Overweight cats are more likely to develop diabetes, as are older cats (usually more than 7 years old). Males cats are more likely than females to get diabetes. Typical symptoms include excessive thirst, frequent urination, and weight loss. Owners sometimes first notice that something is wrong when the cat begins urinating outside of its litterbox.
At first, your veterinarian may have to run several tests to determine whether your cat is diabetic. If it's determined that your cat has diabetes, a treatment plan is created, which includes figuring out the proper insulin dosage. This initial testing and adjustment period can be expensive. After that, costs usually decrease and stabilize once your cat responds to treatment. Insulin and needles are the biggest cost, plus occasional check-ups and bloodwork to make sure your cat is still responding properly at its current insulin dosage.

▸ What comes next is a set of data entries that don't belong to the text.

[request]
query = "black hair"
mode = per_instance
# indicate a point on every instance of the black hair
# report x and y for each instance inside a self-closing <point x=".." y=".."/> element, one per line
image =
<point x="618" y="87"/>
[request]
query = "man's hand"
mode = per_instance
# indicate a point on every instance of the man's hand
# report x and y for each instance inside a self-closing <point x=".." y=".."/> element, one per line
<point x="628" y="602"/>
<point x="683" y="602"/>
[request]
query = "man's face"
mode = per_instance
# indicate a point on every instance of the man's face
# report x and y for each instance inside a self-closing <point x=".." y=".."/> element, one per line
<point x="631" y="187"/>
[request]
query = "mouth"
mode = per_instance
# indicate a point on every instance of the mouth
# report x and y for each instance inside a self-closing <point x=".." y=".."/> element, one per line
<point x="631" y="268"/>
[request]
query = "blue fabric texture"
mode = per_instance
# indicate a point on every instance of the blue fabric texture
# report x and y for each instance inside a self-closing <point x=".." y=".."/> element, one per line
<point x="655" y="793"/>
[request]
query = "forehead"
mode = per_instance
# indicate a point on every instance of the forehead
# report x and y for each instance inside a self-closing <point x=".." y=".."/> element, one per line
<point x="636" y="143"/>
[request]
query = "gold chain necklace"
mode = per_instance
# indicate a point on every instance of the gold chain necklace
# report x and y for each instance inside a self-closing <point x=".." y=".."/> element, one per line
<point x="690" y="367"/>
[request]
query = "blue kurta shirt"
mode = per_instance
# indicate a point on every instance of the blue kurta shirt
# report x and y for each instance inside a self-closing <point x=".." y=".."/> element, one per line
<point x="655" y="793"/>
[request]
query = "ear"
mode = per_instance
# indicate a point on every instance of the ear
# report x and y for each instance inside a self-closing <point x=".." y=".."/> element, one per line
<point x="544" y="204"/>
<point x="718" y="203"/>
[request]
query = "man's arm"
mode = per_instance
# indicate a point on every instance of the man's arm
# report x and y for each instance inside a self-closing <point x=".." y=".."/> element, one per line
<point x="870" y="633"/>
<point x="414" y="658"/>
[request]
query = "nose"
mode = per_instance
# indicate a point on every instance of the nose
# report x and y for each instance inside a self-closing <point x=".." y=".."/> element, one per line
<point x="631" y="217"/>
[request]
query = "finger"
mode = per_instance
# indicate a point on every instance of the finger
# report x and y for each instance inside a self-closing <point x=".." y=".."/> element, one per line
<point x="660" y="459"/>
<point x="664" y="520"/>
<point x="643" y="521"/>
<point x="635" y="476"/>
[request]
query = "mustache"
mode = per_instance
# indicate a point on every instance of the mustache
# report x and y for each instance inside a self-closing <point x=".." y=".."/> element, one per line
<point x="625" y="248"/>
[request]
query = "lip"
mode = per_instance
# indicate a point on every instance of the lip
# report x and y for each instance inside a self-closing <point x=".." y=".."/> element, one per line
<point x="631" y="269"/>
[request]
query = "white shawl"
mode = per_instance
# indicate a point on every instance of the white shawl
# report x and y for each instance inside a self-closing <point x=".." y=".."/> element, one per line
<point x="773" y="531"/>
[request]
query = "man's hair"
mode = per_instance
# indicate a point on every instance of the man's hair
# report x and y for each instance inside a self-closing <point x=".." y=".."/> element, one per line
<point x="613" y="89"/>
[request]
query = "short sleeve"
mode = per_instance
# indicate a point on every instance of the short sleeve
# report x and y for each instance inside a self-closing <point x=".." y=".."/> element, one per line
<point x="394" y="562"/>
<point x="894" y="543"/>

It's extremely important to follow your vet's directions and know the signs of hypoglycemia in cats. Due to insulin injections, hypoglycemia (low blood sugar) is a possibility, especially if more than one person administers insulin to the cat, or if the cat tends to have erratic eating patterns (sometimes eats more, sometimes less, sometimes not at all; or occasionally vomits up food). Good management of your cat's diabetes leads to a good feline diabetes prognosis: although diabetes is not curable, it's also not fatal nor will it worsen if it's properly managed. Cats who are otherwise healthy can live many more happy years.